◆群馬部落十年の歩み
昭和29年4月8日、猛地吹雪のなかを北進部落さしまわしのバチにそれぞれ分乗させてもらい
俣落を出発し現地に向かったのが、北海道群馬部落のスタートであった。それぞれが、先輩「北進」
の方々の家に分宿し、翌日より着手小屋の建設にかかる。建築資材や馬・野菜調達まで、北進・北
興の諸先輩の配慮によるところが大きかった。
初年度入植は一般入植者を主体とし、第二次は委託生・実習生と一般入植者、第三次は委託生主
体というように、逐次群馬県人が入植し、団地らしくなってきた。母県群馬より送り出された開拓
者と開拓地は多いが、団地としては中標津群馬団体が、今のところ一番大きいものとなってしまっ
た。
□部落名称
北進四区から出発した群馬団体も、いろいろな点から独立することになり、その呼称についても、
いろいろな意見が出てきた。まず、第一に、群馬という文字を入れた呼称であった。が、ここまで
来てまだ県人根性を出すようでは、少しスケールが小さすぎるのではないか、もっと北海道に溶け
込んだ呼称のほうが良いのではないかという意見も相当強かった。この現地が非常に平坦広漠とし
た地形であるところから、大先輩でもあり町の長老である佐藤甚平翁の名を借りて、甚平(じんだ
いら)部落とするような線も打ち出された。しかし、周囲の人々はこの団地をすでに群馬団体とか、
群馬部落と呼称していた。なかには、「群馬県は、どこか。」と聞かれたという笑い話も出るほど
で、言い換えれば周囲の人々によって群馬部落という呼称が誕生した。団地があまりにも広く、部
落運営上不都合を感じ、後に高嶺部落と二つになり、更に白樺共農・佐藤牧場が分離した。

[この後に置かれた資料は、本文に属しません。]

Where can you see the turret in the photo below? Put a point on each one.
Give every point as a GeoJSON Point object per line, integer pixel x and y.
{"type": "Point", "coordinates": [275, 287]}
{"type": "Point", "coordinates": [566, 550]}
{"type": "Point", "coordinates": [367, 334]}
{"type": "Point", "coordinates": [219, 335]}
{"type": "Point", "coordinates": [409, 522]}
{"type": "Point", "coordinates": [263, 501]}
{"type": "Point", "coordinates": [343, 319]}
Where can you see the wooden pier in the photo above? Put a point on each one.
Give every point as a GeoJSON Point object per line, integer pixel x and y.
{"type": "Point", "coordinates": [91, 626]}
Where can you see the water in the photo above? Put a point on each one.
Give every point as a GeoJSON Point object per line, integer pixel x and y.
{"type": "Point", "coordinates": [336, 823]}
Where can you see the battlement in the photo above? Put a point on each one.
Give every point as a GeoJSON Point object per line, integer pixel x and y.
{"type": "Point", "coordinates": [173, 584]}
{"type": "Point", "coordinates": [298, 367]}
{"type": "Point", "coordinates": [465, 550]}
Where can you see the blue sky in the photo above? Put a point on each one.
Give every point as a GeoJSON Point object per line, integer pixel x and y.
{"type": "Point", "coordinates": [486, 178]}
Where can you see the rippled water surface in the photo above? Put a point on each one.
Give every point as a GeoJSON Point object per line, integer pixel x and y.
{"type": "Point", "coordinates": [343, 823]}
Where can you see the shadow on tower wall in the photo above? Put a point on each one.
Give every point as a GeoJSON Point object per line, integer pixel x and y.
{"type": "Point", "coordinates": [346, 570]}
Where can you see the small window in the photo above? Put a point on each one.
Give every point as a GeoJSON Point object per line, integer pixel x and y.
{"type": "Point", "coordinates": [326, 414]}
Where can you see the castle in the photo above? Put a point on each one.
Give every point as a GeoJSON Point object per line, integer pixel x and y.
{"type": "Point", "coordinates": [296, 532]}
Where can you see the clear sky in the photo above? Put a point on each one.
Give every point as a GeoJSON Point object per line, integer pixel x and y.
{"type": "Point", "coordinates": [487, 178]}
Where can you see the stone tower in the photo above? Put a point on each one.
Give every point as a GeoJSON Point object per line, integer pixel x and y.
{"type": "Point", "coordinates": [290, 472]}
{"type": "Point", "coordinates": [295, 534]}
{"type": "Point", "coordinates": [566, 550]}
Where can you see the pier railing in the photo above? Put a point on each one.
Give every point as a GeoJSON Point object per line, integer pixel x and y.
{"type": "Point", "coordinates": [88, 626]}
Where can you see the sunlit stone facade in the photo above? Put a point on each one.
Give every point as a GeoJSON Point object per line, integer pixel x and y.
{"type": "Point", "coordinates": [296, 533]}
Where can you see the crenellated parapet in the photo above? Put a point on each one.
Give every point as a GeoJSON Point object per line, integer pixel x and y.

村づくり社会建設という面からみると、現地側から言わせればかなり言いたい事もあると思われ
るが、現在の国情や開拓政策から推してみて、かなりこの地帯が重点的に取り上げられていること
がうかがえる。と同時に、関係機関の熱意や苦心に対して、この際敬意を表してよいと考える。も
しこの意見にご不満の方は、親しく内地の開拓地の施設をご視察願うことにしたいと思う。
□電気・水道
仮小屋住まい・ランプ生活も覚悟のうえであったが、関係機関の活躍で他地区または既存農家の
よりも早く電気導入が実現された。本地帯は、川沿い入植の一部の人を除いて水利の便が悪く、井
戸の利用も不安定の極めにあることが専門家の調査により判明し、入植者の定住意欲に激しい動揺
をきたした。しかしこれも、簡易水道の早期実現をみて解決し、将来の畜産経営にも大きく貢献した。
□道路・交通
入植当時は、団地内だけに幹線一本、39線の延長路線が見事に出来上がっていたが、隣部落に
行くには、川を渡るか身長大の熊笹を分け進むかしなければならなかった。まもなく、開拓道路の
延長工事が着工となり架橋もされ、この完成によって、はじめて第二俣落地区全体が完全に結ばれ、
新生・北進・群馬の各部落が円滑な交流をみることができるようになった。
また、養老牛の市街や温泉にも行き来ができ、続いてバスの定期運行により積雪期を除いて中標
津市街にも、40・50分で行ける段階に到達した。
□教育
第一次入植は、一般入植者が主体であったために就学児童が他部落より比較的多かった。入植当
時には、中学生は俣落の既存農家に預けて就学させた。小学生は、その当時の第二俣落分校に通学
させたが、冬期は通学不可能の距離と地形にあり、父兄の心痛事であった。たまたま、奥地の学校
新設問題が起こり、若干のトラブルはあったが、結論的に現在の場所に新校設立(編集注 西竹小
中学校のこと)をみて、愁眉をひらいた。